This Friday, Q — a club where Quo, Myst, Prime, and Retox used to live — will open. None of these were A-list joints, but all entertained the B-, C-, and D-listers with great sound and good service. They were what they were, and I found myself there having a good time more often than I’d like to admit. The concept of a “new” club gets blurred as spaces are renamed, redone, and hopefully reconsidered by a public always willing to give it another shot. That seems to be the case here, where management has brought in a couple new faces (Antonio Fuccio and Mike Heller) and will refer back to the “glory days” of Quo with the Q name. The two-room format will be disposed of, as Q will be a good midsized room. The city needs this size of a betweener room, as only Pacha and M2 fill the large club niche, and there are hundreds of small joints. Q can present a world-class or circuit DJ and still remain small enough to have a social scene.
And really, Quo was never that bad. The crowd that enjoyed it has gotten a little older, which may mean wiser and more monied. The room itself is built for nightlife, with few columns and high ceilings. For opening night, the joint will go old school with Noel Ashman and Patrick McMullan among others hawking for a crowd. Noel had some success as the owner of N/A and Plumm on 14th Street in recent years but never really achieved the success of his Soho spot Veruka. Is it just me, or do all these names suck? Anyway I caught up to Noel and asked him about his return to the limelight (no, not “the” Limelight!).

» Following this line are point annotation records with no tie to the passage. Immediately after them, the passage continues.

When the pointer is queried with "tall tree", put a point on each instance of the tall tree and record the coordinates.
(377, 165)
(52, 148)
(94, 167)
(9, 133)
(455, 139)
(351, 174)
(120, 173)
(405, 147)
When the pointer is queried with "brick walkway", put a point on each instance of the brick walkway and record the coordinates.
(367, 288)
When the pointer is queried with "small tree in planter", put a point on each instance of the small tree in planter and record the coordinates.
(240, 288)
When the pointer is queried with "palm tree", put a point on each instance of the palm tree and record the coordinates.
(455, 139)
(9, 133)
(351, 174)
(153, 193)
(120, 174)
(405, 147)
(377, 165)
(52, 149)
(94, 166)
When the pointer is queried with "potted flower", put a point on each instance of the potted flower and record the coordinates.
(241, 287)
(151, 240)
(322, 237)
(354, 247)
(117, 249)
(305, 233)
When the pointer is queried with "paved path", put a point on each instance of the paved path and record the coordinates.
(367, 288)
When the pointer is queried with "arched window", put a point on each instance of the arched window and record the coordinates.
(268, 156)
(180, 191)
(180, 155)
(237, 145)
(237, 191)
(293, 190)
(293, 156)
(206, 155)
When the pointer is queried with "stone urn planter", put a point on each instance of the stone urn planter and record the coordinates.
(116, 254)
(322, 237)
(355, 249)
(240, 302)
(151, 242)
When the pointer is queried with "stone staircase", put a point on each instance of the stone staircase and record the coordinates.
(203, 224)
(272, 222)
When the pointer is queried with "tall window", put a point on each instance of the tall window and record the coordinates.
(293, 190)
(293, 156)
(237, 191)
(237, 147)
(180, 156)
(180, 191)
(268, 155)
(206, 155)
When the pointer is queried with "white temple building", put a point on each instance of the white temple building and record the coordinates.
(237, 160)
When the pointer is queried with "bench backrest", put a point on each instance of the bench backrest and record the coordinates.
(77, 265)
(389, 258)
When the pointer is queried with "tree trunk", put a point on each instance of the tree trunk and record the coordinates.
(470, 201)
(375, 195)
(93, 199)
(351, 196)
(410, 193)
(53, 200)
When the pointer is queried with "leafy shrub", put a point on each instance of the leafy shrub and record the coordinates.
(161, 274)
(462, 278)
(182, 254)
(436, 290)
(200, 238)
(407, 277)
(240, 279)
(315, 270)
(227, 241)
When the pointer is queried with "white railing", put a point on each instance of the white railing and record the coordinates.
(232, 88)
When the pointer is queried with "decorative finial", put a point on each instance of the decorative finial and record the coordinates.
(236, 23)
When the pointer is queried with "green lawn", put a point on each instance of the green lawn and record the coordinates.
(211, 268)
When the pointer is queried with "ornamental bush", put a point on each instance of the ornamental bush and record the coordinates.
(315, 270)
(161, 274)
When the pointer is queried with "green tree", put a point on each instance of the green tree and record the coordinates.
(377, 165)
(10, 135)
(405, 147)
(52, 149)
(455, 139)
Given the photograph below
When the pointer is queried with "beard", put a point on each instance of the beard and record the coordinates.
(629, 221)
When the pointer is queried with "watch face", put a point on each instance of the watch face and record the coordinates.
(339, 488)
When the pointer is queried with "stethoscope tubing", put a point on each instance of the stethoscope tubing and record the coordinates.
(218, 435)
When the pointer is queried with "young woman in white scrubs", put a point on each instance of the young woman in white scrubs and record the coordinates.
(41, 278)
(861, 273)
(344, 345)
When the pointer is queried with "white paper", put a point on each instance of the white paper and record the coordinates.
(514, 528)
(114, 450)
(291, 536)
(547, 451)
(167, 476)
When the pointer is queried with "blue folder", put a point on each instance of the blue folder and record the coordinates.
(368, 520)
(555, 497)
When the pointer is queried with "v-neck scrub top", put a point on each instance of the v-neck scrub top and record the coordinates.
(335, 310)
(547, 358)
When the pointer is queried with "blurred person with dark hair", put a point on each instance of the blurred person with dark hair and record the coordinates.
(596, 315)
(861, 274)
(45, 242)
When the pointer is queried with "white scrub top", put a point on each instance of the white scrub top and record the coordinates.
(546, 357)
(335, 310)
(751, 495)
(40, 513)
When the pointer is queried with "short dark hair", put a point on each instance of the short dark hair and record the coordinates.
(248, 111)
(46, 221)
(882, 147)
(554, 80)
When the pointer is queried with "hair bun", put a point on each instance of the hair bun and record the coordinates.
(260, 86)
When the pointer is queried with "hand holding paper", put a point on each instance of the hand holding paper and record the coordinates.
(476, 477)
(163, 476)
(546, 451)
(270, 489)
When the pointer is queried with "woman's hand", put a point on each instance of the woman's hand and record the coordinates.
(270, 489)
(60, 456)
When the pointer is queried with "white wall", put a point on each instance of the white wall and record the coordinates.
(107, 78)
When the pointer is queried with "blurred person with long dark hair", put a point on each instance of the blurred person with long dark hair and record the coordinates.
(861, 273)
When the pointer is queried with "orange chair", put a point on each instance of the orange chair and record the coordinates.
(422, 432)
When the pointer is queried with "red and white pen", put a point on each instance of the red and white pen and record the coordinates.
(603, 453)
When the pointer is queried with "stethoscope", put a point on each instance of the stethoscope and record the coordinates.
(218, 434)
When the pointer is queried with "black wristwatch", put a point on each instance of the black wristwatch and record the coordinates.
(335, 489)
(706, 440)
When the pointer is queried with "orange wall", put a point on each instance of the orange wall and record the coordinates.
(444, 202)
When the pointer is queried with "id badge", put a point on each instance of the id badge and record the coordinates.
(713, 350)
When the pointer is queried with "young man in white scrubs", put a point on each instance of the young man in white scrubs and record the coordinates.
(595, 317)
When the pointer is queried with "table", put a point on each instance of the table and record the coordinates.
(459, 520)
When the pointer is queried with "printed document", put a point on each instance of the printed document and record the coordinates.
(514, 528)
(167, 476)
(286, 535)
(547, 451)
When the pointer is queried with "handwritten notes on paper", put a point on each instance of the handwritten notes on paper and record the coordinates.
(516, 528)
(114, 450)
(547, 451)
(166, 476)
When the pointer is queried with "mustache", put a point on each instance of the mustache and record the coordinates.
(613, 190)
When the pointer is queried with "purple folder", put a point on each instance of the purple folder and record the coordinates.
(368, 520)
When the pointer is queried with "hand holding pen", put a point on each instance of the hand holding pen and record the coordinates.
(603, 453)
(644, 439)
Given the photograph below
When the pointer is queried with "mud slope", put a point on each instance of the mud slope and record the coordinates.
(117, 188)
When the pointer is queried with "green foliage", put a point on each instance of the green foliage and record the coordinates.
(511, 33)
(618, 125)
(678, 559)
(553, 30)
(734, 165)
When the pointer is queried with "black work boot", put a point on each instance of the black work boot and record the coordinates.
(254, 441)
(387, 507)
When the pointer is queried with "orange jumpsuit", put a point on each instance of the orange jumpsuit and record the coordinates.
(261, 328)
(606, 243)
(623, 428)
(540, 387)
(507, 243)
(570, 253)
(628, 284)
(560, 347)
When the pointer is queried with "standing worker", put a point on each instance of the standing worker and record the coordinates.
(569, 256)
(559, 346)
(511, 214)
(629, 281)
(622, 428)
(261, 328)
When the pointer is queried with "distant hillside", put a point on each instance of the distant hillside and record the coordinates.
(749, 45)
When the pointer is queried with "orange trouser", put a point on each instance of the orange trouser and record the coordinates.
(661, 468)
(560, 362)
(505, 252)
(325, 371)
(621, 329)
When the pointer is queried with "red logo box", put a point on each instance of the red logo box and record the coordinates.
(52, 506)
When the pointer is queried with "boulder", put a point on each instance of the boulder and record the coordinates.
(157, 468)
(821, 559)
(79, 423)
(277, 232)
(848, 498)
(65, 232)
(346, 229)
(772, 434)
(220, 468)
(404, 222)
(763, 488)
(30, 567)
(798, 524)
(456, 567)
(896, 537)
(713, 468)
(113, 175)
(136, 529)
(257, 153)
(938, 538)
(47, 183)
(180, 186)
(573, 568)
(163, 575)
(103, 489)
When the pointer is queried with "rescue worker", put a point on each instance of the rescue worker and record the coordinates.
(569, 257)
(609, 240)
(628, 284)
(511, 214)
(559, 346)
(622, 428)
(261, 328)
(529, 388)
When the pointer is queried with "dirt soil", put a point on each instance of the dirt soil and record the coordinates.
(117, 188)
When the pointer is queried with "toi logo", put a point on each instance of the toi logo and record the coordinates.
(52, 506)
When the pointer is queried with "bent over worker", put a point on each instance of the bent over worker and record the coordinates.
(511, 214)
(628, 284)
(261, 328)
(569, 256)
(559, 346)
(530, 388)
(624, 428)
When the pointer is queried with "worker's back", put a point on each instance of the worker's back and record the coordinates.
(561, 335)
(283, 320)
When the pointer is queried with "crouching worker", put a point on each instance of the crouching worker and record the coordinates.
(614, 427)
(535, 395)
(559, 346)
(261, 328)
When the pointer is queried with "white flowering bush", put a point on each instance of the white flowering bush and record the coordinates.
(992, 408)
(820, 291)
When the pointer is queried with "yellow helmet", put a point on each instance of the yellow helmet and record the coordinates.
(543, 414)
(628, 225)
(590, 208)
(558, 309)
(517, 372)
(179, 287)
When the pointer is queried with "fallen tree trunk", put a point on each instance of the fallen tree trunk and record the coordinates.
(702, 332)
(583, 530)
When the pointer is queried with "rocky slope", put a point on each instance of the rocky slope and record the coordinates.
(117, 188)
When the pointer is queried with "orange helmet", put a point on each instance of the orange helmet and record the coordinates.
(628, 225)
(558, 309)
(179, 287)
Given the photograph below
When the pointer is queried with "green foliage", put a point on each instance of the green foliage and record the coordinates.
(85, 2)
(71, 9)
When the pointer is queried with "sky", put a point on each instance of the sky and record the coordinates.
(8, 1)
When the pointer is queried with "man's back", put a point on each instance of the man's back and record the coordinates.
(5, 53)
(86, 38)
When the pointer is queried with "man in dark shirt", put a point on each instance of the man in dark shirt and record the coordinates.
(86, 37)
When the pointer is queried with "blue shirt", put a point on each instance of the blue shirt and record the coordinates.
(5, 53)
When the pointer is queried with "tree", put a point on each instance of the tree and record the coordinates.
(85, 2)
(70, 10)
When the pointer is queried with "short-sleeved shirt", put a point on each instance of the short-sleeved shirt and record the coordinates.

What have you been doing with your time? We have been shopping two TV shows … both are new takes on reality shows — and a film.
Is Friday’s opening a one-off, or will you be promoting at Q? Not sure. I know I’ll be hosting the opening with Patrick and then maybe some parties down the line. I might do a weekly party at this space because it’s large and I like to do that, and it’s a contrast to something I’m working on but can’t talk about right now, which is a very small, semi-private club. You’ll probably be consulting on the design.
Yes, but I’m sworn to secrecy. This is difficult for me sometimes, as I can’t talk about some stuff here, and I often read about things I’m working on in other blogs, and I get yelled at. What does “semi-private” mean? Private — you have a number to call, and only members get in. We’re going to let some of the public come. A limited number.
What clubs do you enjoy now? Good question. I’ll get in trouble any way I answer that. I do think there are some good ones out there.
What are the biggest challenges for owners in today’s club market? Over-saturation. Back in the day, there were four or five good ones. Bottle service brought all sorts of new people into the game. Everyone wanted to get in on the gold rush. It looked easy. Many found out it’s harder than it looks. Few actually make money
Did you ask Patrick to co-host with you? Yes, Patrick is an old friend. They wanted a cool, high-end opening with an old -school crowd feeling comfortable, so I thought it would be fun. I also have Ethan Brown hosting and DJing. I’m going to be Ethan’s manager.
Do you think a good crowd will return to that West 27th Street/28th Street strip? They’ll come if there is something special happening. This Friday figures to be special.
You have been an owner for years. Is going back to promoting an event or a weekly something you enjoy? I always did events at other places, even when I owned Plumm and NA. If I do a weekly, it would be a different type of weekly — maybe not at a club. Funny thing … I’ve had close to a hundred calls from people who think I’m the owner of Q. I tell them I’m hosting opening night
For the new project, do you have your old crew of celebrity investors on board? Yes, some of them will be there, as well as some new ones. I think this space will really be much more like Veruka.
What motivates you to do it again? When you ran clubs, you approached it as an art form …
Well, part of that art definitely was making money. Yes, but you took the approach that if you did it to make money, you probably wouldn’t make any … but if you made good art, you would, because it’s easy to sell good art.
Well yes, thank you. That was a basic Andy Warhol lesson. Andy felt making money from his art was very important — maybe even a validation. For me it certainly was. I feel many people can open and make loot, but not be fabulous, and many can be fabulous but broke … success for me was having both. Tell me about the film. It’s about New York nightlife. We’ll start shooting in five months to a year.
When will the new club happen? Very soon. You can’t talk about it!
OK, OK. Are you keeping busy? Strangely enough, yes. Plumm’s closing has freed me up to work on the TV shows and the film.